Cancer survivor Josh Sundquist (center) brings education through laughter. (Jack Meyers / Nation & World Editor)
Yet, his brand of inspirational speaking is unique: he uses humorous situations to start a discussion about diversity.
“When someone asks me ‘what do you say when someone has a disability?’ I respond with ‘why do you feel the need to say anything at all?’” said Sundquist, a self-proclaimed “one-legged stand-up comedian.”
So, with exaggerated expressions, flailing crutches and a grounded sense of humanity, he regaled the crowd with the story of when his journey first began. At age nine, Sundquist was diagnosed with bone cancer in his left leg.
“I was given a 50 percent chance of living,” Sundquist said.
Laughter ceased and the room fell silent. In the wake of one his lighthearted anecdotes, Sundquist told the audience that before most kids were thinking about their futures, he was forced to make a decision that would change his life forever.
His choice was boiled down to either living without a leg or possibly no life at all.
A few moments later, Sundquist deliberately fell on stage — his crutches flying forward and his face hitting the ground.
“It’s this huge ordeal when the guy with one leg falls,” Sundquist said standing up, explaining that he feels uncomfortable when people go out of their way to help him up. “I know they are just being nice, but sometimes it gets ridiculous.”
What others need to remember, Sundquist suggests, is that people with disabilities want to be treated the same as everyone else.
“Treat them like a normal person,” he said. “Because guess what? That is exactly what they are.”
On the other hand, Sundquist advised that those who are set apart from the rest of society should change the way they look at their disability. For example, he re-branded his limp as a “natural pimp walk.”
“With your attitude you can take a problem in your life and make it something else,” Sundquist said.
Wooing the audience into thoughtfulness, Sundquist reiterated his take on diversity and why an individual’s attitude can change his or her life. When his leg was first amputated, and the chemotherapy was draining him of sufficient energy, he found himself waist-deep in pity.
However, Sundquist has recently found himself in a romantic relationship — the first one in his life. After years of doubting himself and his social abilities, he realized that it was an issue of perception.
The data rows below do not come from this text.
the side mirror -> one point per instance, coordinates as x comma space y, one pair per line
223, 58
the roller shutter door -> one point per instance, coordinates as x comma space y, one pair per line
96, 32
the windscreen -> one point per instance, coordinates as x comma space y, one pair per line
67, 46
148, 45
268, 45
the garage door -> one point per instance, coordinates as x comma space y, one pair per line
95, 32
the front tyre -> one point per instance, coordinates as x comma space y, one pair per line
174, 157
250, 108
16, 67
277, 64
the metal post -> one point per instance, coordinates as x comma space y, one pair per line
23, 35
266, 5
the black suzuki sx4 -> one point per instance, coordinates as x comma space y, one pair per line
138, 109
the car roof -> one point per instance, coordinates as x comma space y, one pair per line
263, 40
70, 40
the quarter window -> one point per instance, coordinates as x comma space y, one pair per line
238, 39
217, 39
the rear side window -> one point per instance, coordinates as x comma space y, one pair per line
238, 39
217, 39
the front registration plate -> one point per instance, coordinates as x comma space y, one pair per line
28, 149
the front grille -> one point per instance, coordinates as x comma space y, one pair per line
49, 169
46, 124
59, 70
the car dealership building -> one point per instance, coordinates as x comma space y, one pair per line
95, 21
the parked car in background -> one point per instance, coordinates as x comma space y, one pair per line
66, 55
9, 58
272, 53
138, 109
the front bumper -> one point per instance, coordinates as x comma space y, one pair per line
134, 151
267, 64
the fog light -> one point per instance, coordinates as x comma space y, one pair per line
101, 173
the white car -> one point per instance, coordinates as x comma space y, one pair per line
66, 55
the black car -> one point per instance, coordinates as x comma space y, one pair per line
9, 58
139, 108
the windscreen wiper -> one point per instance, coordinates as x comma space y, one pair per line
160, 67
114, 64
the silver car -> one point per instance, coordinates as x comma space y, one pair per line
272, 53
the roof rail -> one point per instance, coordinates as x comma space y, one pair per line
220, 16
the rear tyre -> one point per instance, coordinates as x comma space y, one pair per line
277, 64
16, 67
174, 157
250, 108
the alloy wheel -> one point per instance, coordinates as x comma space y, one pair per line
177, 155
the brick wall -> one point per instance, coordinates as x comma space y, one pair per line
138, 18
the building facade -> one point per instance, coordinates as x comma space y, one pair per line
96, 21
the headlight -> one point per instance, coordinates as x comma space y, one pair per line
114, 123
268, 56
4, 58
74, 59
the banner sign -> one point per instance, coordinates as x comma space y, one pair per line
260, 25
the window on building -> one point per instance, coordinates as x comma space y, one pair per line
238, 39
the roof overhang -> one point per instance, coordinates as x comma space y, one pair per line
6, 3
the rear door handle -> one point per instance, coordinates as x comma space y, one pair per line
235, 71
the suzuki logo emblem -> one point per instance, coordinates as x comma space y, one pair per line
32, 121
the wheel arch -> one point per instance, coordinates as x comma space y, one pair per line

“The only thing wrong with me was thinking there was something wrong with me,” Sundquist said.
With that statement, he reminisced on the successful life he currently leads, having left behind a childhood riddled with adversity.
“We all have those moments when we feel like everything is falling apart,” Sundquist said, sauntering toward his audience on his crutches. “The best that you can ask for is the courage to stand and the strength to walk.”